Two U.S. Gas Exporters Are Closer to Easing the Energy Crisis
(Bloomberg) -- Two U.S. natural gas exporters said they’re moving closer to expanding supplies of the power-plant and heating fuel as a global shortage roils economies from the U.K. to China.
Venture Global LNG is “very close” to producing the first drops of liquefied natural gas from its Calcasieu Pass terminal in Louisiana, Chief Executive Officer Michael Sabel said Thursday. Meanwhile, Cheniere Energy Inc, the largest U.S. exporter, told investors it’s close to being able to go ahead with a multibillion-dollar investment to enlarge its facility in Corpus Christi, Texas.
Overseas gas prices are nearly four times higher than those in the U.S. as European and Asian buyers desperately seek to replenish depleted inventories ahead of the winter. That’s reviving demand for long-term supply contracts that underpin LNG projects.
“LNG market fundamentals are as constructive for long-term contracting and the construction of new liquefaction capacity as I’ve seen at any point since I joined Cheniere,” Cheniere CEO Jack Fusco said on a conference call.
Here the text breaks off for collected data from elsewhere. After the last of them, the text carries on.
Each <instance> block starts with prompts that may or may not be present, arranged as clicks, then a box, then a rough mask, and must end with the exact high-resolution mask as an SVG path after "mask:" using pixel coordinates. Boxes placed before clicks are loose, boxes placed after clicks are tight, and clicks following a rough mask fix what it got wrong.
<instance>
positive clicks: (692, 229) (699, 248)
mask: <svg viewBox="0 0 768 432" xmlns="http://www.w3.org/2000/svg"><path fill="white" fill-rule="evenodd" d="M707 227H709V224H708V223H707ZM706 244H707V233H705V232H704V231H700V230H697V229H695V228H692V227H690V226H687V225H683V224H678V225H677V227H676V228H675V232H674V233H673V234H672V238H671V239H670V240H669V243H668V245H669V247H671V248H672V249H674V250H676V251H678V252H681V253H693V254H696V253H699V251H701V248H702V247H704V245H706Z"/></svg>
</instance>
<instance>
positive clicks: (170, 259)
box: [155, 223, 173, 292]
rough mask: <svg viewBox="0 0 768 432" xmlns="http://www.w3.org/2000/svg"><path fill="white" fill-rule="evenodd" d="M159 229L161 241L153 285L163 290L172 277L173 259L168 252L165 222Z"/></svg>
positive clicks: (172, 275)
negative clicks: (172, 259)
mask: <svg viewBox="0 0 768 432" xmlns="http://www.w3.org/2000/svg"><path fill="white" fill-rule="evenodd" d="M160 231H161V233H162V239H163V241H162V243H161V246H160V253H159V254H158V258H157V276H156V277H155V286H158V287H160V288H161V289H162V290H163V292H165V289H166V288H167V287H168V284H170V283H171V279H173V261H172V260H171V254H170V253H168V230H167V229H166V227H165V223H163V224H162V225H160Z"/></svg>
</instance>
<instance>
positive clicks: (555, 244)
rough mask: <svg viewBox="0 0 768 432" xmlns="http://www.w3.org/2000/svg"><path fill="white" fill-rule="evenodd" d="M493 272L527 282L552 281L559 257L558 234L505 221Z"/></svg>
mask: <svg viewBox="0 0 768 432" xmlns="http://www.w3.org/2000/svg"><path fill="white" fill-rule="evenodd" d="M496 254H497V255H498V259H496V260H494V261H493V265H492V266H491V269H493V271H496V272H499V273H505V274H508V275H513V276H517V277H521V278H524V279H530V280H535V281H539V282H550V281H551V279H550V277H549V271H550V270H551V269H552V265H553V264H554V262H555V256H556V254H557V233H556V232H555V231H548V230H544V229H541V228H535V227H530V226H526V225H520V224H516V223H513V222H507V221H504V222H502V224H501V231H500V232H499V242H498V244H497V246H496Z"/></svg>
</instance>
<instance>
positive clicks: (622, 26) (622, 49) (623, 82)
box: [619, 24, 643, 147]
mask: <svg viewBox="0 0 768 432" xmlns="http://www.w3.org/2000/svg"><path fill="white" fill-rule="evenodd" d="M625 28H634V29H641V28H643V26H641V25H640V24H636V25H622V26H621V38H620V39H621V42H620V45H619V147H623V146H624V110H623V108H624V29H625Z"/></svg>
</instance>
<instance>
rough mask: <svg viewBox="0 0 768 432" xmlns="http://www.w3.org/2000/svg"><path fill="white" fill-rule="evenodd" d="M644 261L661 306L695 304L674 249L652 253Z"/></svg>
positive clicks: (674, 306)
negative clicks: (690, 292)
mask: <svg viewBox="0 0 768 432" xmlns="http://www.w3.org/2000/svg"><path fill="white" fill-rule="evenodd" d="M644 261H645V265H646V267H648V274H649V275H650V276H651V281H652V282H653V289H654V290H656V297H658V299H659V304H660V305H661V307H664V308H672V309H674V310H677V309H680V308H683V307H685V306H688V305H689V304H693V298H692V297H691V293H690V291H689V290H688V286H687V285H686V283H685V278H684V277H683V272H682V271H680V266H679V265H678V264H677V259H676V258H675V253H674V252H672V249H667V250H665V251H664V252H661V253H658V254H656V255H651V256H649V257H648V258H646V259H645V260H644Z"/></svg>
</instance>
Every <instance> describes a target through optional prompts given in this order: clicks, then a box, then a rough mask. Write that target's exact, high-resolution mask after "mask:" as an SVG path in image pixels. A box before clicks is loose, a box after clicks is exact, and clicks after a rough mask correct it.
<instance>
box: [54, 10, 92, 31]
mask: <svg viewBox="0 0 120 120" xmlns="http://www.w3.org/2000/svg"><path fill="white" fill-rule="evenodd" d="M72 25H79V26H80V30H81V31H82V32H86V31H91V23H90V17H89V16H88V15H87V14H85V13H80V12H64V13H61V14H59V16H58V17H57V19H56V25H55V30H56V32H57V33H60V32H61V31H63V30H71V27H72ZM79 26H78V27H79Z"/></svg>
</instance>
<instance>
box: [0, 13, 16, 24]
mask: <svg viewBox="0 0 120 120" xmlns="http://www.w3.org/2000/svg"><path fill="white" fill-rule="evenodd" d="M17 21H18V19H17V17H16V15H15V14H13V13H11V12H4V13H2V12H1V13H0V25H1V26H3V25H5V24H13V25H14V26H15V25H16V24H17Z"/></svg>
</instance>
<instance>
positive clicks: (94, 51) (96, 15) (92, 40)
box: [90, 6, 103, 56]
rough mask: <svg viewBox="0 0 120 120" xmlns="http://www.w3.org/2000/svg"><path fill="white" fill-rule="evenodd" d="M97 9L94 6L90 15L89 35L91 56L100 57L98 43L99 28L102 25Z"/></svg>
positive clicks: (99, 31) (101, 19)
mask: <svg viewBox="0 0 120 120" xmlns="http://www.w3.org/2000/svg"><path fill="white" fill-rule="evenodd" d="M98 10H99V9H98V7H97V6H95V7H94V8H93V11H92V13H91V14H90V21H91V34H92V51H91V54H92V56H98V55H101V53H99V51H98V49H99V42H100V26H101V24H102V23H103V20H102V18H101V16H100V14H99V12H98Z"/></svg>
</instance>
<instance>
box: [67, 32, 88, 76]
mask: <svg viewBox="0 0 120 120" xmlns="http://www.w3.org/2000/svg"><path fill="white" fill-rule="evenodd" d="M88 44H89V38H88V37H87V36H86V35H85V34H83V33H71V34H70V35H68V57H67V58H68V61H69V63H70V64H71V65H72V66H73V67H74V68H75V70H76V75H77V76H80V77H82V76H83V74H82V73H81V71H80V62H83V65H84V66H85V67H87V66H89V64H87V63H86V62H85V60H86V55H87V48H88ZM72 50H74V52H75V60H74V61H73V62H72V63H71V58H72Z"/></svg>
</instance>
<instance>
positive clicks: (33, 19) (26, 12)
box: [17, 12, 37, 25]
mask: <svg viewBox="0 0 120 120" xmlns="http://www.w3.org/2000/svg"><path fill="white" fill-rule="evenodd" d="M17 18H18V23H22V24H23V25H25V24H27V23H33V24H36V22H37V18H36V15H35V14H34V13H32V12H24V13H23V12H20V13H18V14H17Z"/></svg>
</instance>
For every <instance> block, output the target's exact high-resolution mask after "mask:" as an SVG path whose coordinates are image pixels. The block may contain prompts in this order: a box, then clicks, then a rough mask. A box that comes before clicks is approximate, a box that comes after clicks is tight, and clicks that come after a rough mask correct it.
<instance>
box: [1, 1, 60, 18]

Over the past five weeks, Venture Global and Cheniere have signed five deals to bring a combined 9.2 million metric tons of LNG onto the global market.
Venture Global’s Calcasieu Pass LNG plant received permission Thursday to begin the startup process for the first liquefaction unit and a related storage tank. Once in full service, the plant will become the seventh U.S. LNG export terminal, producing as much as 10 million tons a year.
“We are very close, but I’m not allowed to break news on exactly what the specific schedule is,” Sabel said in a Bloomberg TV interview. “So, I can say, just a few months away.”
Permitted to produce 20 million tons of LNG per year, the company’s proposed Plaquemines LNG export terminal is expected to be completely sold out by mid-2022, Sabel said.
“We’ll be in construction for all 20 million tons in 2022,” Sabel said.
Over the past year, Cheniere has sold seven out of the 10 million tons of LNG per year for the expansion of its Corpus Christi LNG plant. The company expects to reach a final investment decision next year.
Last month, Cheniere introduced feed gas into the sixth and latest liquefaction train at its Sabine Pass facility, Fusco said. The project is expected to reach substantial completion in the first quarter of next year, he added.
“With our origination team as busy as they are, I’m confident we’ll get that required commercial support in the coming quarters,” said.